Form and Function:
Disabled Characters in 20th Century Drama

abstract

Prior to the 20th century, when disabled characters appeared in dramatic literature, their disability typically served a symbolic or metaphorical purpose. Think of the blind prophet Tiresias in Oedipus Rex, or the deformed figure of the evil King Richard III in Shakespeare's history. In some ways, the fact that these characters' disabilities were exploited for poetic or narrative effect rather than explored for their own sake was derived from both the conventions of dramatic literature before Realism and from the role real disabled persons held in pre-20th century society. In the last fifty years, though, the emergence of the disability awareness movement (culminating in the Americans with Disabilities Act of 1990) has changed in significant ways the role that disability plays in modern identity and culture.

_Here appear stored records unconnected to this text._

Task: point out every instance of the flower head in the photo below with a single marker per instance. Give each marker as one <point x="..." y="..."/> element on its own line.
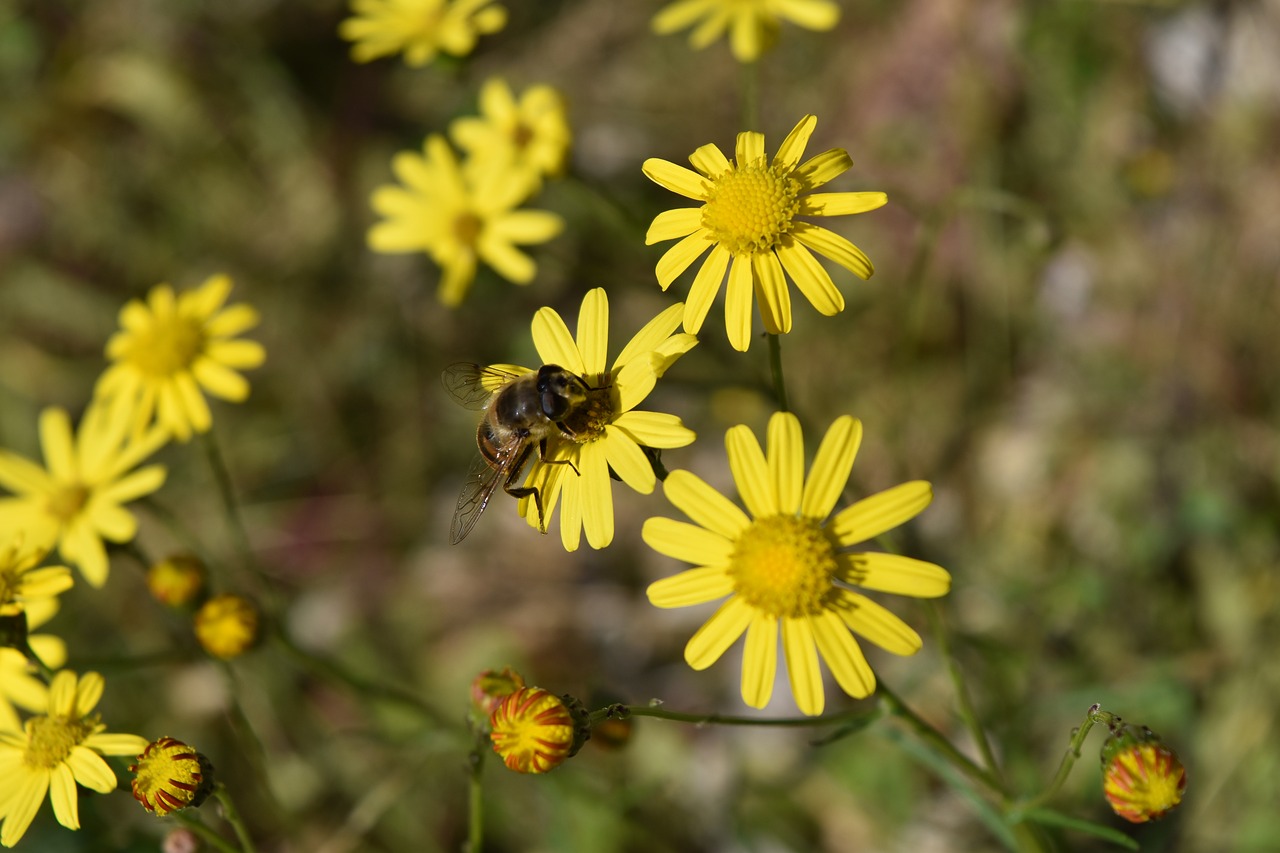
<point x="753" y="24"/>
<point x="786" y="565"/>
<point x="608" y="433"/>
<point x="533" y="730"/>
<point x="56" y="751"/>
<point x="227" y="625"/>
<point x="172" y="347"/>
<point x="749" y="222"/>
<point x="529" y="136"/>
<point x="1141" y="776"/>
<point x="170" y="775"/>
<point x="421" y="28"/>
<point x="78" y="501"/>
<point x="458" y="218"/>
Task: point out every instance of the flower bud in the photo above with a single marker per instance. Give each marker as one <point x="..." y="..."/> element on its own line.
<point x="227" y="625"/>
<point x="1142" y="778"/>
<point x="177" y="580"/>
<point x="170" y="775"/>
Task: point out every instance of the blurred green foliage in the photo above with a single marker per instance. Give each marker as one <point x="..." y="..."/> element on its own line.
<point x="1072" y="333"/>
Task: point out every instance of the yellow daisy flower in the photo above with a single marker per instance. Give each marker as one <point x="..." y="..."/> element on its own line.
<point x="458" y="218"/>
<point x="748" y="220"/>
<point x="78" y="501"/>
<point x="786" y="566"/>
<point x="530" y="136"/>
<point x="170" y="347"/>
<point x="421" y="28"/>
<point x="753" y="24"/>
<point x="23" y="582"/>
<point x="608" y="430"/>
<point x="55" y="752"/>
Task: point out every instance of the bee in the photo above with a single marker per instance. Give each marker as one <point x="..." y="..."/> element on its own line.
<point x="521" y="410"/>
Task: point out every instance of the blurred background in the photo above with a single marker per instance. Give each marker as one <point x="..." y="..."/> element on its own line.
<point x="1072" y="333"/>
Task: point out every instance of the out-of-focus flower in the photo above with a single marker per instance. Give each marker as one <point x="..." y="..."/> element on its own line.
<point x="749" y="222"/>
<point x="78" y="501"/>
<point x="421" y="28"/>
<point x="608" y="432"/>
<point x="1141" y="776"/>
<point x="786" y="566"/>
<point x="533" y="730"/>
<point x="56" y="751"/>
<point x="529" y="136"/>
<point x="177" y="580"/>
<point x="170" y="775"/>
<point x="227" y="625"/>
<point x="170" y="349"/>
<point x="752" y="24"/>
<point x="458" y="218"/>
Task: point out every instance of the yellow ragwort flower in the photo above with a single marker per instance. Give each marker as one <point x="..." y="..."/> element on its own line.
<point x="23" y="580"/>
<point x="752" y="24"/>
<point x="529" y="136"/>
<point x="608" y="430"/>
<point x="786" y="566"/>
<point x="56" y="751"/>
<point x="227" y="625"/>
<point x="421" y="28"/>
<point x="172" y="347"/>
<point x="531" y="730"/>
<point x="169" y="775"/>
<point x="458" y="218"/>
<point x="78" y="501"/>
<point x="749" y="222"/>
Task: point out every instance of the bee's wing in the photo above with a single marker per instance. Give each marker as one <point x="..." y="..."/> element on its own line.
<point x="472" y="384"/>
<point x="481" y="480"/>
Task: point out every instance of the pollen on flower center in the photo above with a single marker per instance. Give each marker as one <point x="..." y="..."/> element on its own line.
<point x="782" y="565"/>
<point x="168" y="349"/>
<point x="750" y="208"/>
<point x="50" y="739"/>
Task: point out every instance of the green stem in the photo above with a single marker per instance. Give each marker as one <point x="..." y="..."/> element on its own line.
<point x="233" y="817"/>
<point x="780" y="386"/>
<point x="965" y="703"/>
<point x="199" y="828"/>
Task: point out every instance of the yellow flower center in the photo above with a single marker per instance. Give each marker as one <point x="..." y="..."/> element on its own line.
<point x="749" y="209"/>
<point x="782" y="566"/>
<point x="51" y="738"/>
<point x="168" y="347"/>
<point x="67" y="501"/>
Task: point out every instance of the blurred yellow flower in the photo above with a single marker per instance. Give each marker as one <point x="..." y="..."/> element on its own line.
<point x="787" y="568"/>
<point x="608" y="432"/>
<point x="78" y="501"/>
<point x="458" y="217"/>
<point x="421" y="28"/>
<point x="752" y="24"/>
<point x="56" y="751"/>
<point x="748" y="220"/>
<point x="529" y="136"/>
<point x="170" y="347"/>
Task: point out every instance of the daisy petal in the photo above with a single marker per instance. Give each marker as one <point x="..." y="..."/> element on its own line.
<point x="750" y="473"/>
<point x="831" y="468"/>
<point x="801" y="651"/>
<point x="686" y="542"/>
<point x="760" y="661"/>
<point x="880" y="512"/>
<point x="894" y="574"/>
<point x="691" y="587"/>
<point x="704" y="505"/>
<point x="721" y="630"/>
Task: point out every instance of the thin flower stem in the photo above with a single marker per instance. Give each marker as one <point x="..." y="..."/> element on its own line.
<point x="780" y="386"/>
<point x="199" y="828"/>
<point x="964" y="703"/>
<point x="233" y="817"/>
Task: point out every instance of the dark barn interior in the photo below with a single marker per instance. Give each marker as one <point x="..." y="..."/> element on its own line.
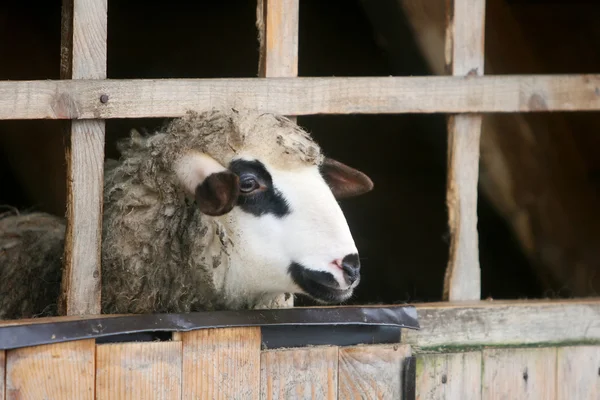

Not surprisingly, dramatic literature has had to change its portrayal of disability to accommodate both the changing role of disability in modern culture and the progression of dramatic form. Dramatists and plays such as Peter Nichols's A Day in the Death of Joe Egg (1967), Brian Friel's Molly Sweeney (1994), and Sarah Kane's 4.48 Psychosis (1999) have made use of both conventional and unconventional non-Realistic devices to explore the disability of main characters. In each of these three plays the disability of the protagonist or of the protagonist's family member is not merely a literary device, but the very subject of the narrative. More interestingly, each of these plays departs from Realistic form in ways that specifically mimic the experiences of the disabled persons in the play. Nichols, Friel, and Kane all use the functional experiences of the characters to shape the literary form of the play.